Conflict of Interest
No conflict of interest with any institution/organization.
Grant or Fellowship Supporting the Writing of Paper
Nil.
Institutional Approval
institutional approval was obtained in compliance with regulation of our institution and generally accepted guidelines governing such work.
Processing Fee
Nil.
Author’s Contribution
Author fulfilling the ICMJE criteria.
References
- Patel C, Wilson CP, Ahmed N, Hattab Y (2019) Acute Uric Acid Nephropathy following Epileptic Seizures: Case Report and Review. Case Rep Nephrol.
- Côté JM, Bérubé AA, Bollée G (2020) Association of Hyperuricemia with Acute Kidney Injury: Case Series Report Among Patients Hospitalized with General Tonic-Clonic Seizures. Can J Kidney Health Dis.

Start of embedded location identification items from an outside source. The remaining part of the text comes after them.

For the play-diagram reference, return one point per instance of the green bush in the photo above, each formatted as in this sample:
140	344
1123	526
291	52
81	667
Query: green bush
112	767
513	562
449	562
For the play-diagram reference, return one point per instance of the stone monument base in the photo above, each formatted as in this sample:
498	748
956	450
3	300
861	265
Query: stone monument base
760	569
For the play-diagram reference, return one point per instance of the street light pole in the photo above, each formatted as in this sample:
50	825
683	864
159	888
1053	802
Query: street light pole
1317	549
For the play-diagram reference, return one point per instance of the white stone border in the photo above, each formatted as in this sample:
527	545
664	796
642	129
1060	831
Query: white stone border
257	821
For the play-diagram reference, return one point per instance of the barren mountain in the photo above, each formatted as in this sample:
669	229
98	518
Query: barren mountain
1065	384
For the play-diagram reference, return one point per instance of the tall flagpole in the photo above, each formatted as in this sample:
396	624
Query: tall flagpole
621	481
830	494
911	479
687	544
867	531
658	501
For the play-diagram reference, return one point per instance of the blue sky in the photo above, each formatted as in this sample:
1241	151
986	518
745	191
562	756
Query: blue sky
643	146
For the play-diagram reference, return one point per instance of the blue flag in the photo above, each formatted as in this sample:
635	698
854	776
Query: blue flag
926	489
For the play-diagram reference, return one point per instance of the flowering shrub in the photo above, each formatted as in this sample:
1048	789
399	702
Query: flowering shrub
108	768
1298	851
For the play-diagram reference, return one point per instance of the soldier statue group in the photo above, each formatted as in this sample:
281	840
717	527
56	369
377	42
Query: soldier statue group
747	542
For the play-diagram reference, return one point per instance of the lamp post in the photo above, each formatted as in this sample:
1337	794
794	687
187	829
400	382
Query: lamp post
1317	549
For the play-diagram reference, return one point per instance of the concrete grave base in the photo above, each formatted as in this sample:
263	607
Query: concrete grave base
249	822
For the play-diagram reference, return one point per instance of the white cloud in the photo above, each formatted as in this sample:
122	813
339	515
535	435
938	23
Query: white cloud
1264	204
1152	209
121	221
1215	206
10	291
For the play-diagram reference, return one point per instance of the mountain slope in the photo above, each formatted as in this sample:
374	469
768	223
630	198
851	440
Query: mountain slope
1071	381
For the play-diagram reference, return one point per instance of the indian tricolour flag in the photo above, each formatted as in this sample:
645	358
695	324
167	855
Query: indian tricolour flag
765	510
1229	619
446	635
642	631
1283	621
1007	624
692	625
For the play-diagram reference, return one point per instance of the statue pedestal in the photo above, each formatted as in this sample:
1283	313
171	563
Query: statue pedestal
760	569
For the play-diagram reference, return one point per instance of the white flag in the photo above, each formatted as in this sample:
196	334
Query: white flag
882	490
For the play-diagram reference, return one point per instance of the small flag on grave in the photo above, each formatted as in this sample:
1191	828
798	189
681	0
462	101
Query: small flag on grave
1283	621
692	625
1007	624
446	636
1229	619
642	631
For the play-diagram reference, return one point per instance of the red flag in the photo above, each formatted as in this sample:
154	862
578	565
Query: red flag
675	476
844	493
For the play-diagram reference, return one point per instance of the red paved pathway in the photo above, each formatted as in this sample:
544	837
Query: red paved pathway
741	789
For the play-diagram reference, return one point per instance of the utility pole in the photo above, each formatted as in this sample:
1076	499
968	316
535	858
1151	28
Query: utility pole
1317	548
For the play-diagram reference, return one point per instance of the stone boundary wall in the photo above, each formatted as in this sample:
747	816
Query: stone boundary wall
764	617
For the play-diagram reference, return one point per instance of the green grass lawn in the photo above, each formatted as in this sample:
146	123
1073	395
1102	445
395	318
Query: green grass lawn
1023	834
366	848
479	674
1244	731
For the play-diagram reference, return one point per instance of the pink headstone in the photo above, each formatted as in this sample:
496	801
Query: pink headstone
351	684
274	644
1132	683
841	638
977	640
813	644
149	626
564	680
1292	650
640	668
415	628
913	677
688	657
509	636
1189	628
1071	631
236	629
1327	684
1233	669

- Srivastava A, Palsson R, Leaf DE, Higuera A, Chen ME, et al. (2019) Uric Acid and Acute Kidney Injury in the Critically Ill. Kidney Med.
- Ejaz AA, Johnson RJ, Shimada M, Mohandas R, Alquadan KF, et al. (2019) The Role of Uric Acid in Acute Kidney Injury. Nephron.
- Giordano C, Karasik O, King-Morris K, Asmar A (2015) Uric Acid as a Marker of Kidney Disease: Review of the Current Literature. Dis Markers.
- Makki N, Hajj G, Schmidt GA (2013) Seizure-induced acute urate nephropathy: case report and review. Chest.
- Wang L, Hong S, Huang H, Yang M (2018) Rhabdomyolysis following status epilepticus with hyperuricemia: A case report and literature review. Medicine (Baltimore).